Les « Chroniques Graphiques »
vues par la Commission centrale de l’enfance (CCE)
by Monique Kreps
Entretien avec Philippe Apeloig par Monique Kreps, membre du comité de rédaction de La lettre des Amis de la Commission Centrale de l’Enfance (AACCE).
Les éditions TIND viennent de publier un livre de textes : « Chroniques graphiques », où Philippe Apeloig aborde son parcours professionnel et son histoire personnelle en mêlant réalité et fiction. Philippe Apeloig n’est pas inconnu à la CCE. Enfant, il est allé en colonie à Tarnos.
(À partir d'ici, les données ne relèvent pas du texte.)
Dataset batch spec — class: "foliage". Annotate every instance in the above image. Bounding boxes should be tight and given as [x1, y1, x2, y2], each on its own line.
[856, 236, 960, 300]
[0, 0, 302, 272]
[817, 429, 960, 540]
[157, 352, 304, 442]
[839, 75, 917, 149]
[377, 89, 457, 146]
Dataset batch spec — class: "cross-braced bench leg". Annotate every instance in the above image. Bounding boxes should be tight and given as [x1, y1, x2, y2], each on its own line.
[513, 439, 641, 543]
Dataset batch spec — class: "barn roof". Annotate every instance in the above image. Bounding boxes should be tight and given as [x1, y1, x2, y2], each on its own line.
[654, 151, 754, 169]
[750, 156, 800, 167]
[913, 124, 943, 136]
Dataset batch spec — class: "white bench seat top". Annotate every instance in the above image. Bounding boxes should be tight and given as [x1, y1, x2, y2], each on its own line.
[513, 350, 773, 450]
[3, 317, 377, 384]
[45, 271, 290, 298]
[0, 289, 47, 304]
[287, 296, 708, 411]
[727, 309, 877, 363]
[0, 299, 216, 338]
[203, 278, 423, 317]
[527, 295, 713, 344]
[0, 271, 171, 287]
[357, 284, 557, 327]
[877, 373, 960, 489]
Issue du mouvement de sauvetage des enfants juifs, puis de l’Union des Juifs pour la Résistance et l’Entraide (UJRE), la Commission Centrale de l’Enfance (CCE) naît à la Libération. Elle s’inspire dans ses réalisations des principes pédagogiques de Makarenko, de Korczak et de ceux du mouvement français de l’Éducation Nouvelle. Composée de Juifs communistes et laïques, la CCE avait pour objet d’organiser dans l’après-guerre les vacances, notamment, des enfants de parents juifs disparus au cours de l’Holocauste. Elle développe des centres de « Colonies de vacances », dont l’emblématique colonie sanitaire de Tarnos dans les Landes. Dans les années 1990, la Commission Centrale de l’Enfance interrompt ses activités et ses archives sont confiées au Mémorial de la Shoah. En 1992, les amis de la CCE, se constituent en association.
Philippe, la mémoire de votre famille juive a été présentée en introduction de l’exposition Typorama. Aujourd’hui, dans le livre Chroniques graphiques, vous racontez votre rencontre avec l’imprimeur Jacques London, ancien déporté.
Au moment de l’exposition « Typorama » au Musée des Arts décoratifs à Paris en 2013-14, j’ai souhaité lever le voile sur mon histoire personnelle à travers la mise en scène d’un petit mémorial constitué de photographies, d’extraits de films et d’une de mes affiches « Vis pour nous, vis sans nous ». J’avais à cœur de montrer les traces discrètes d’un contexte autobiographique. Mes grands-parents venant de Pologne avaient fuis les persécutions antisémites. Avec leurs enfants, ils ont passé une partie de la guerre cachés par des résistants français. Je tiens à porter la mémoire des disparus parce que je me sais porté par eux.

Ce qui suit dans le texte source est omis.